The reason I can be pretty sure there wasn't much US involvement in Eastern
bloc revolutionary movements is that these movements time and again followed
one of two patterns: A. "Reformist" 1\. Trusted, committed Party members have
falling out with Party Secretary, who is heavy-handed/incompetent/annoying.
2\. These Party members (usually Politburo) force out the Party Secretary and
promise to get the worker's state back on track. 3\. These new leaders (to the
surprise of everyone) actually become _popular_ by forcing out the hated
leader and promising reform. 4\. The non-elite classes (i.e. those not in the
Party) get a little too excited in the midst of this public euphoria, and
start calling for cheaper meat, less overbearing local Party hacks, freely-
elected union representatives. 5\. The Soviets march in.

B. "Dissident-led" 1\. A small group of self-proclaimed dissidents publicly
and repeatedly denounce the regime. 2\. Because of this, they lose their
(usually) intellectual, white-collar jobs, guarantee no secondary education
for their children, endure frequent jail stints and get assigned back-breaking
physical work. 3\. Nevertheless, they refuse to back down, and instead
continue their public activities. 4\. The economy gets bad/a rally is
organized for a slain WWII hero, and 10k-15k people strike/protest/rally in
the streets of the capitol city. Anti-communist chants inevitably occur, and
someone gets shot. 5\. The shooting, and the Party's embarrassment about it,
encourages more people to protest and gives them a reason to protest. Soon as
much as 1/4 of the population is in the streets on any given day. 6\. The
Soviets march in/Gorbachev writes off the Eastern bloc.
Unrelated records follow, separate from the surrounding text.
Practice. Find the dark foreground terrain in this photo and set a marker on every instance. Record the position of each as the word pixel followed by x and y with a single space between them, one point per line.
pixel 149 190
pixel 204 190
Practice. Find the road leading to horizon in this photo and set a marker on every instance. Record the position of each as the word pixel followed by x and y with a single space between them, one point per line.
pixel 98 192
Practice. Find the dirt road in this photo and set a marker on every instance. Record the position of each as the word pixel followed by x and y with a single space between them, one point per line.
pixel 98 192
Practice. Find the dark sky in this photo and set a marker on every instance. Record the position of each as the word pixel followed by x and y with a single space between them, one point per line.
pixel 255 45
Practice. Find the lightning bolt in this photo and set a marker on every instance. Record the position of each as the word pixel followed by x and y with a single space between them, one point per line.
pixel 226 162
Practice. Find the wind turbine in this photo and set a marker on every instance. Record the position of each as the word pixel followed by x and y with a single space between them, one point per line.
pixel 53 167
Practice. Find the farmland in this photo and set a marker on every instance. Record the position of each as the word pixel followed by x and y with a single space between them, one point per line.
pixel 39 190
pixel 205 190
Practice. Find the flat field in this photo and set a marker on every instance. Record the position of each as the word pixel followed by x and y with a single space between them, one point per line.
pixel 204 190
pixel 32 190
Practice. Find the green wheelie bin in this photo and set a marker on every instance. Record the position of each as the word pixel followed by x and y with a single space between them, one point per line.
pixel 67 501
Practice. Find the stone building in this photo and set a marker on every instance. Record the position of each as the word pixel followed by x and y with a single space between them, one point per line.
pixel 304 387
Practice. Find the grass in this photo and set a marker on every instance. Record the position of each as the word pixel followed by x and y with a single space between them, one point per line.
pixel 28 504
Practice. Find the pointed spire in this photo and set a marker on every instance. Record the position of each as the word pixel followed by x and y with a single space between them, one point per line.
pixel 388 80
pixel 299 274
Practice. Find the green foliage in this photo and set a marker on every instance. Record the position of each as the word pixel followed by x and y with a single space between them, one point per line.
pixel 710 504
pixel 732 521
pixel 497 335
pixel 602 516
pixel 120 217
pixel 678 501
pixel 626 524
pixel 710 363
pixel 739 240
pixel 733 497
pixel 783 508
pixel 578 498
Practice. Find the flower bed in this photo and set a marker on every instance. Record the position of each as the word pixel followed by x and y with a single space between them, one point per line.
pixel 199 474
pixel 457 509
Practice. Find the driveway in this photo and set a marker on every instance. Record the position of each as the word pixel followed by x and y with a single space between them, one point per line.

Neither of these patterns is especially useful/conducive to US interests. The
first severely damages right-wing interests; here is an example of the people
of a Soviet puppet state showing trust and affection in their political
leaders. If it had worked -- if Hungary or Czechslovakia had transformed into
something closer to Sweden or even Yugoslavia -- the meme of socialism as
perpetrator of evil would be tarnished. It's also difficult to generate
political enthusiasm by more than a few hundred people. That just doesn't
happen, no matter how much money/support you give.

The second pattern is even more difficult to produce. Anyone willing to be
bought off is a rational actor, and in 1977 nobody believed the Soviet Union
was going to disappear anytime soon. Why would you give up all earthly
comforts for a future that would likely never come?

------
plesn
The true revolution changes social relations, changing people in power is
quite superficial and it is foolish to blindly believe in it.

Revolutions is the usual sense happen when current structures are so rotten
that something else is needed, then some other form of social organisation
prevails, often not really what was expected at the beginning (think russia in
1917 vs. russia after the civil war in 1921).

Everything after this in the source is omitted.